The formal coronation ceremony in London last week took place in the impressive cathedral of Westminster Abbey, in itself a ‘fairy-tale building’. The head of the Anglican Church, the Archbishop of Canterbury, was the master of the ceremony. It was a religious event, with secular state and military aspects playing lesser roles. In certain ways, it was also a family event since the new king had ‘inherited the throne’. This time, the head of state’s spouse, Queen Camilla (75), was also crowned. However, the event was toned down as compared to the event in 1953, when the previous head of state, Queen Elisabeth II (1926-2022). That time, the guest list included no less than some 8,000 people: this time, ‘only’ 2,000. They were royals and other nobility from many countries, often related to each other since intermarriages were common amongst that little ‘clique’ at the top of the class society until recently. There were heads of state, prime ministers, top politicians, leaders of international organizations, private companies, religious organisations, and so on. Many of them, have climbed the ladder and not inherited their posts and place in society, and they must have pinched their arm while attending the event, indeed being at the top of the world in an ‘ongoing fairy-tale’, not just reading about it in a children’s book.

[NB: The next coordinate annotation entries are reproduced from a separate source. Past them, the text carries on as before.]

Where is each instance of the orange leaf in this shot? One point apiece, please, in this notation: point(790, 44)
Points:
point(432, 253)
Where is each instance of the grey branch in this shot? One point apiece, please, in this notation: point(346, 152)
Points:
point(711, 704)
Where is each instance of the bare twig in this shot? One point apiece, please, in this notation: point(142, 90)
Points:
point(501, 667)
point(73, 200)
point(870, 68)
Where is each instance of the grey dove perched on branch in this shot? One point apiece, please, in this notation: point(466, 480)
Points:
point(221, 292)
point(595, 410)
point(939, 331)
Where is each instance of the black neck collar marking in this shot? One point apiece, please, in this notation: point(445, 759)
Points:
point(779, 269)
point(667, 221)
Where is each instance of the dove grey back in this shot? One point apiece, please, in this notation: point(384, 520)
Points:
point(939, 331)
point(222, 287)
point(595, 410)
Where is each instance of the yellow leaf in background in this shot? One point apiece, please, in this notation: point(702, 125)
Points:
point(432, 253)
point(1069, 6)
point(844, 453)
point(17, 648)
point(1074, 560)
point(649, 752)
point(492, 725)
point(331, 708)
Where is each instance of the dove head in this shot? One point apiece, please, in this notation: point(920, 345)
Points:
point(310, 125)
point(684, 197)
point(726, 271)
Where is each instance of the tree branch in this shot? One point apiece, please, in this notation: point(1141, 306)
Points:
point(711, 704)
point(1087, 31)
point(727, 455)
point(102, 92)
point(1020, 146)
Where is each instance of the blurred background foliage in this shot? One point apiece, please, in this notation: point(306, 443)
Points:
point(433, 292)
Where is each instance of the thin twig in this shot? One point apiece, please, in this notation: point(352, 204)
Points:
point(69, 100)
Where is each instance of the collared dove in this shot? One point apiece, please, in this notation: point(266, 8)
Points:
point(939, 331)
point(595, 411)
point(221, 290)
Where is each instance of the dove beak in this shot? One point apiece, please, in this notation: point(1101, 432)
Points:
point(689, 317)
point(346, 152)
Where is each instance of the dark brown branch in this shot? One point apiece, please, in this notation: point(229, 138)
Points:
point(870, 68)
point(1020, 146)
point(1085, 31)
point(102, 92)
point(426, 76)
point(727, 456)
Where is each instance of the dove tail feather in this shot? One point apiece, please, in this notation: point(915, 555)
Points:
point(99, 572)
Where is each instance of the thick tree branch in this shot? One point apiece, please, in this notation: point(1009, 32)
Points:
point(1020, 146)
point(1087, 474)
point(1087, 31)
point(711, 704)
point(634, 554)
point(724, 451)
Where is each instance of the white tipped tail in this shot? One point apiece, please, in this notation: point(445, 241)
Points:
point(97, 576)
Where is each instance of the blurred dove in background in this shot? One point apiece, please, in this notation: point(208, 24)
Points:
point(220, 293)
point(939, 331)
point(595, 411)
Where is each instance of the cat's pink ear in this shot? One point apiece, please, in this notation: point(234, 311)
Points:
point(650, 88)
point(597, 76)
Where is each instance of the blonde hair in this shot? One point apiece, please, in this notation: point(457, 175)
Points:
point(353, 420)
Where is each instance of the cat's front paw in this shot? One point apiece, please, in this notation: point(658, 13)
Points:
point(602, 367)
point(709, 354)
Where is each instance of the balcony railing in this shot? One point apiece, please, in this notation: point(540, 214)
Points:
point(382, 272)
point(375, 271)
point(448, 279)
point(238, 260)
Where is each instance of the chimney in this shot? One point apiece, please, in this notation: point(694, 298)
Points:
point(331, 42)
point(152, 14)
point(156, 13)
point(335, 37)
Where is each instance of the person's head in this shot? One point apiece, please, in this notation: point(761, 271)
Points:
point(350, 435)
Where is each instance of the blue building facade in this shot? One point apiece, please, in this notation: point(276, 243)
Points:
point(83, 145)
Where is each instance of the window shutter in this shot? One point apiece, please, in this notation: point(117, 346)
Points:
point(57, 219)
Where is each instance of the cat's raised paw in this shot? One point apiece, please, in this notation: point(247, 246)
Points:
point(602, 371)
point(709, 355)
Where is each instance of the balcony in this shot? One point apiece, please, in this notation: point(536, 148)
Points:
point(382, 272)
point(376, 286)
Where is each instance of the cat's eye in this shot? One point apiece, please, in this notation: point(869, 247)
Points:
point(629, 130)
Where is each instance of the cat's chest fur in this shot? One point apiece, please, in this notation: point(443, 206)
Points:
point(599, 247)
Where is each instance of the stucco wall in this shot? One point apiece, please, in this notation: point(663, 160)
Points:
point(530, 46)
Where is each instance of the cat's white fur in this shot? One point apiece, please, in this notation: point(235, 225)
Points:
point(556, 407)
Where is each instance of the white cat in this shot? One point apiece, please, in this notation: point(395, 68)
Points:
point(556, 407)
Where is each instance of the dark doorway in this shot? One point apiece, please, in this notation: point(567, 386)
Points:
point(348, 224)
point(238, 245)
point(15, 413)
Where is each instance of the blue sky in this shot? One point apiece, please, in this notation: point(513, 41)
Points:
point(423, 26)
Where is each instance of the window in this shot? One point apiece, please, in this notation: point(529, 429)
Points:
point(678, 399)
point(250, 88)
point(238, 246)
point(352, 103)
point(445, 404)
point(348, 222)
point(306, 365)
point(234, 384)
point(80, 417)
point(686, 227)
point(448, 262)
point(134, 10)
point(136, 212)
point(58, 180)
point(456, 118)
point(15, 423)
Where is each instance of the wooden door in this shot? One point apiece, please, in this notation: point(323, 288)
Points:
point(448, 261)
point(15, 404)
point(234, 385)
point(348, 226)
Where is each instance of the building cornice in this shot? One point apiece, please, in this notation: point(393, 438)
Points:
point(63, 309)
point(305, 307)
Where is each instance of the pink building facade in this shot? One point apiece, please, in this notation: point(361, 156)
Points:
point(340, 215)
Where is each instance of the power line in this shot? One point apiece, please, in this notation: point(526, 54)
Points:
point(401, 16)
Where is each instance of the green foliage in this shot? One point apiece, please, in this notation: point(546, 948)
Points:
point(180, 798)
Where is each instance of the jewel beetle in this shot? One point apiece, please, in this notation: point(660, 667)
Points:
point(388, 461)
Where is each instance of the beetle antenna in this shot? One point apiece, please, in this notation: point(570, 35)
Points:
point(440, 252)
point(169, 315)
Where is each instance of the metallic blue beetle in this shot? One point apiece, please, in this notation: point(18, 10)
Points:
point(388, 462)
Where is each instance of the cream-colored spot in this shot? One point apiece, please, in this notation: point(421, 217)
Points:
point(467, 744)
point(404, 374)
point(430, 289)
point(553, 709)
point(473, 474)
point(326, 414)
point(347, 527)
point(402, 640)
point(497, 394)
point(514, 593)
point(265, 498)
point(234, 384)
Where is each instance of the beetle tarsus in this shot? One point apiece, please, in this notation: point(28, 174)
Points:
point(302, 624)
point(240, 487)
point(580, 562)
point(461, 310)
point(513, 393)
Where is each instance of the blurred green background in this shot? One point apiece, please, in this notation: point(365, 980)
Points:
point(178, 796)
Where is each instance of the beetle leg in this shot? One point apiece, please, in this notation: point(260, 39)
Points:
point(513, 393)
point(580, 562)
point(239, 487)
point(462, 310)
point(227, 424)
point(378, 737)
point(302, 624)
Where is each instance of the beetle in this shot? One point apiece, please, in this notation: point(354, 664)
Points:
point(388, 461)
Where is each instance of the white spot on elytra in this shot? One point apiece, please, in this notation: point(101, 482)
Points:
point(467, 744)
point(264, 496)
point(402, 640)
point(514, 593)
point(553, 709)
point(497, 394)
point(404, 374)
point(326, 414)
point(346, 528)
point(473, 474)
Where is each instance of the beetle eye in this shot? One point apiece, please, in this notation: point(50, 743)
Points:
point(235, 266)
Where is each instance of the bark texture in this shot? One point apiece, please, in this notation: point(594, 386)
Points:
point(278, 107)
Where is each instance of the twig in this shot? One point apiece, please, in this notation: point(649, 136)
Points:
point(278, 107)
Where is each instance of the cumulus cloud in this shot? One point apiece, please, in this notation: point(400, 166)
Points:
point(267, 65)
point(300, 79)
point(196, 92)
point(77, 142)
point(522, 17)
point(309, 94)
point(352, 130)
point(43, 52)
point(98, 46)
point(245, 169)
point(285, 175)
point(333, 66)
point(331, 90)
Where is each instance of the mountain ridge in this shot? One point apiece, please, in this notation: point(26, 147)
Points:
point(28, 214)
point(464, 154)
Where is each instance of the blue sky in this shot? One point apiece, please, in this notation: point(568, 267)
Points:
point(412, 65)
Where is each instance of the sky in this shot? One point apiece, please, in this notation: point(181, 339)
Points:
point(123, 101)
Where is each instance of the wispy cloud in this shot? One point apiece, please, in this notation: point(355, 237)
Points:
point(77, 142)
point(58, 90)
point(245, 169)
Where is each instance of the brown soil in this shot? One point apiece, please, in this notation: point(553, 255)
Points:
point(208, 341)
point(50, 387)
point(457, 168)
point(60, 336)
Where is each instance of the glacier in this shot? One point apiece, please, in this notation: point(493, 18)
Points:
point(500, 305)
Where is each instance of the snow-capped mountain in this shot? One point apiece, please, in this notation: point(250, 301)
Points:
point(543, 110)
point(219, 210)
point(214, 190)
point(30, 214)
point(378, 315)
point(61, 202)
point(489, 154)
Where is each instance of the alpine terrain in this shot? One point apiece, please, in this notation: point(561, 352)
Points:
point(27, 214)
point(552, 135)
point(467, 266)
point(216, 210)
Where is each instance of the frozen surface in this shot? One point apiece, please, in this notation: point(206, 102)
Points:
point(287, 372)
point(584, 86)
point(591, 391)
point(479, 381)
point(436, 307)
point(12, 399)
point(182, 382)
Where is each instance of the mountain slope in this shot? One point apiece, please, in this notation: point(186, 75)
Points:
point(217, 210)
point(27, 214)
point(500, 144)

‘Ordinary people’ were part of the event, too, or at least peep in from outside and imagine they had taken part in it. Tens of thousands lined a couple of kilometres long route of the royal procession, where the streets had been decorated with Union Jack flags, royal monograms and more. The King and Queen travelled in a century-old, golden fairy-tale horse cart from Westminster Abbey to Buckingham Palace, their official residence. In spite of the rainy weather, people enjoyed the festive atmosphere with brass band music, a lot of hustle and bustle, and perhaps even getting a glimpse of the dignitaries as they passed by. Some anti-monarchists were there, too, with yellow posters saying that the outdated institution should be gotten rid of. But recent opinion polls show that over sixty percent of the Brits want to keep the ‘fairy-tale institution’, so it is likely to be there in our lifetime—and that of King Charles III.

We should remember that if there is something the UK is good at, it is organizing royal state events. At this time, we know that the UK needs something to make it be seen in the world—now after the end of the British Empire, and recently, pulling out of the European Union, and other issues, too, such as that of Northern Ireland and Scotland. Maybe there will be a loosening of the state-church ties in the UK in the future. Still, through the existing system, religious aspects are included in the state, not making it entirely secular. I believe it is important to keep that tradition, not least at a time when it seems that more young people in Europe have a closer connection to religion than people in the previous couple of generations. Also, religion has important moral and ethical advice to individuals, societies and states, influencing political decisions, with local and international consequences.

Care for the poor and needy is central to believers in all faiths; solidarity and love for one’s neighbour are more important than ever in the turbulent world we live in. If the royals and the ‘fairy-tale institution’ of King Charles III and Queen Camilla can have some positive contributions to peace and peace movements, that would be good. In certain ways, fairy tales make us think with the heart, encouraging us that we don’t always have to be super-intellectual. We need dreams and fairy tales, too. If we look around us today, the big development mistakes are made by people who think they are great intellectuals and realists. We need both types of people, of course, and Einstein knew that; he was walking on two legs, one leg, or maybe one side of the brain, planted in dreams and fairy tales, the other, deep into reality, working for tangible social and material change and development in the world.